The Reserve Bank of India (RBI) has granted a prepaid payment instruments (PPI) licence to Zinka Logistics, a subsidiary of listed logistics giant BlackBuck.
The business stated in an exchange statement that its fully owned subsidiary, TZF Logistics Solutions Pvt Ltd, was awarded the licence by the central bank. Banks and non-banks cannot issue PPIs without a licence under the Payment and Settlement Systems Act of 2007.
To put it in perspective, PPIs enable remittance facilities, conduct financial activities, assist the purchase of goods and services, and more, all of which are facilitated by the value they store.
The Move will Assist TZF Logistics to Run Payment System More Effectively
According to BlackBuck's petition, the licence will assist the company's fully owned subsidiary TZF Logistics Solutions Pvt Ltd, in setting up and running a payment system for prepaid payment instruments.
The RHP that BlackBuck submitted in November of last year states that TZF Logistics is in the transportation industry, offering clients a platform to rent various vehicles such as trucks, lorries, containers, cars, fleet taxis, and more. After being established in 2018, TZF Logistics reported a loss of INR 17.5 Lakh in FY24.
Although BlackBuck didn't say exactly how it would use the PPI licence, it is probably going to give it to truckers so they can pay for fuel and FASTag.
BlackBuck, which was founded in 2015 by Rajesh Yabaji, Chanakya Hridaya, and Ramasubramaniam B, began as an online truck aggregator before growing to include a wide variety of load management, telemetry, payment, and vehicle financing products.
BlackBuck’s Business Operations
BlackBuck links small and large companies with shipping needs with truck fleet operators.
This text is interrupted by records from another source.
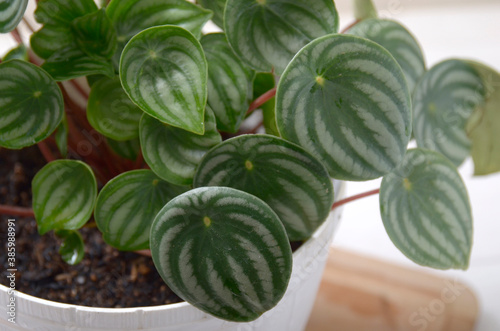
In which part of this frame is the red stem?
[332,188,380,210]
[247,87,276,116]
[0,205,35,217]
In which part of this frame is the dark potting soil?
[0,147,182,308]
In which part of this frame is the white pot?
[0,183,343,331]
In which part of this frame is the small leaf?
[347,19,425,91]
[42,46,115,81]
[106,0,212,62]
[140,106,222,185]
[201,33,255,133]
[224,0,339,74]
[276,35,411,180]
[32,160,97,234]
[106,138,141,160]
[0,0,28,33]
[94,170,187,251]
[31,0,97,59]
[466,62,500,175]
[151,187,292,322]
[3,44,28,62]
[87,76,144,141]
[198,0,226,28]
[55,116,68,158]
[120,25,207,135]
[380,149,472,269]
[56,230,85,265]
[0,60,64,149]
[193,135,333,241]
[354,0,378,21]
[412,59,485,166]
[71,9,116,59]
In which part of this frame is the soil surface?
[0,147,182,308]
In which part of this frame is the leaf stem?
[0,205,35,217]
[332,188,380,210]
[247,87,276,116]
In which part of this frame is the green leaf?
[71,9,116,59]
[42,46,115,81]
[151,187,292,322]
[120,25,207,135]
[380,149,472,269]
[56,230,85,265]
[31,0,97,59]
[54,116,68,158]
[106,138,141,160]
[276,35,411,180]
[224,0,339,74]
[94,170,187,251]
[466,62,500,175]
[0,60,64,149]
[253,72,280,137]
[201,33,255,133]
[140,106,222,185]
[354,0,378,21]
[347,19,425,91]
[31,160,97,234]
[106,0,212,64]
[412,59,485,166]
[0,0,28,33]
[193,135,333,241]
[3,44,29,62]
[197,0,226,28]
[87,76,144,141]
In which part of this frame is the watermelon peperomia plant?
[0,0,500,321]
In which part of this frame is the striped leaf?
[224,0,339,74]
[120,25,207,135]
[31,160,97,234]
[106,138,141,160]
[87,76,144,141]
[197,0,226,28]
[94,170,186,251]
[276,35,411,180]
[466,62,500,175]
[201,33,255,133]
[30,0,97,59]
[140,106,222,185]
[412,59,485,166]
[347,18,425,91]
[151,187,292,322]
[194,135,333,241]
[0,60,64,149]
[0,0,28,33]
[56,230,85,265]
[106,0,212,62]
[380,149,472,269]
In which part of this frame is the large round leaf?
[194,135,333,240]
[0,0,28,33]
[140,107,222,185]
[151,187,292,322]
[94,170,187,251]
[0,60,64,149]
[413,60,485,166]
[87,77,144,141]
[380,149,472,269]
[224,0,339,73]
[276,35,411,180]
[31,160,97,234]
[347,18,425,91]
[120,25,207,134]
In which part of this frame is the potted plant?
[0,0,500,330]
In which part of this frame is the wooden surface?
[306,250,478,331]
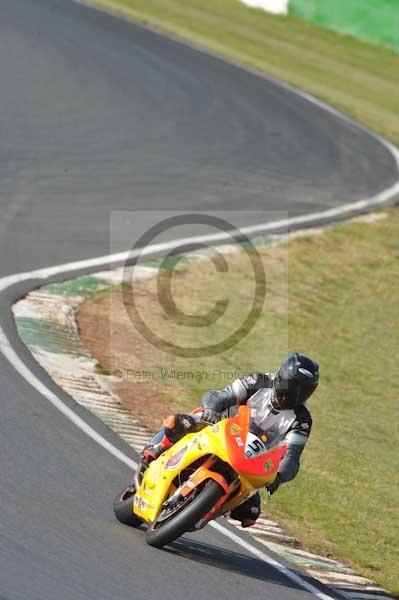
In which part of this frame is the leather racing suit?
[144,373,312,523]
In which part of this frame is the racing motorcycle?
[114,406,287,548]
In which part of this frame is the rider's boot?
[230,493,260,527]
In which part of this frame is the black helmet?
[272,352,319,410]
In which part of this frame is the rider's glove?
[201,408,220,423]
[266,473,281,496]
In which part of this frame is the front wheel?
[146,479,225,548]
[114,486,143,527]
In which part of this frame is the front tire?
[145,479,224,548]
[114,486,143,527]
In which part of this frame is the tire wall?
[289,0,399,51]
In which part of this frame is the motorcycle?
[114,406,287,548]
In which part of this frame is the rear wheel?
[114,486,143,527]
[146,479,224,548]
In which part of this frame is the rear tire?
[145,479,224,548]
[114,487,143,527]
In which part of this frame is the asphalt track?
[0,0,397,600]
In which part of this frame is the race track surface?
[0,0,396,600]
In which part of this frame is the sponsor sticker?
[263,458,273,471]
[230,423,241,435]
[134,494,148,510]
[165,446,188,470]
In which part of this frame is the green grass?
[80,209,399,593]
[86,0,399,143]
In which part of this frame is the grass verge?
[89,0,399,143]
[78,209,399,594]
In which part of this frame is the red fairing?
[226,407,287,476]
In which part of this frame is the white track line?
[0,204,399,600]
[0,4,399,600]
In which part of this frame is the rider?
[139,352,319,527]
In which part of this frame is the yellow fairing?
[134,419,280,523]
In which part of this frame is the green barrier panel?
[290,0,399,50]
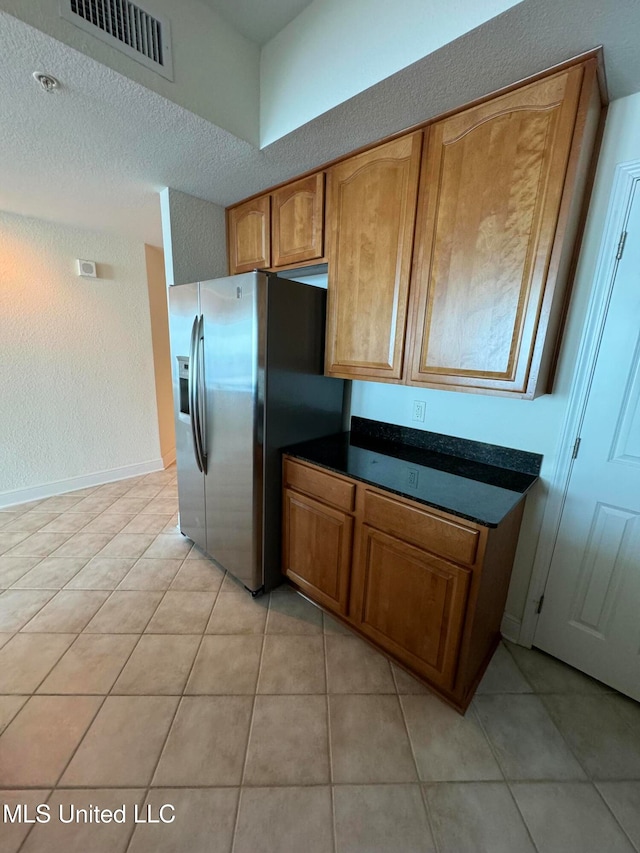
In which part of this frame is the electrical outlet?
[412,400,427,423]
[407,468,419,489]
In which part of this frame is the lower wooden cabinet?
[283,456,524,711]
[284,489,353,614]
[349,524,471,688]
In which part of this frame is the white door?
[533,181,640,700]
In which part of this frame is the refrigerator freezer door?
[168,284,207,550]
[200,273,267,591]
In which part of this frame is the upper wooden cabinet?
[271,172,324,267]
[227,172,324,275]
[325,131,422,381]
[406,60,600,397]
[229,51,602,399]
[227,195,271,275]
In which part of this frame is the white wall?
[351,94,640,625]
[0,0,260,145]
[260,0,517,147]
[144,245,176,468]
[0,213,162,505]
[160,187,228,286]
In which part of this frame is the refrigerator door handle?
[196,314,207,474]
[188,314,202,471]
Transparency about fuel costs, charges, truck safety, and tracking is frequently lacking among truck operators.
BlackBuck provides fuel cards and FASTag payments, GPS tracking and truck theft protection systems, verified communication channels between the shipper and the trucker, and vehicle financing options to address these problems. Commissions, platform fees, and subscriptions are how the business makes money.
In FY24, it had a 27.52% market share in the domestic goods sector. With a net profit of INR 280.1 Cr in Q4 FY25, the company generated a profit after reporting a loss of INR 90.8 Cr in the same quarter the previous year.
A tax credit of INR 245 Cr was also included in the profit figure. In the meantime, operating revenue increased from INR 93.2 Cr in Q4 FY24 to INR 121.8 Cr, a 30.6% increase.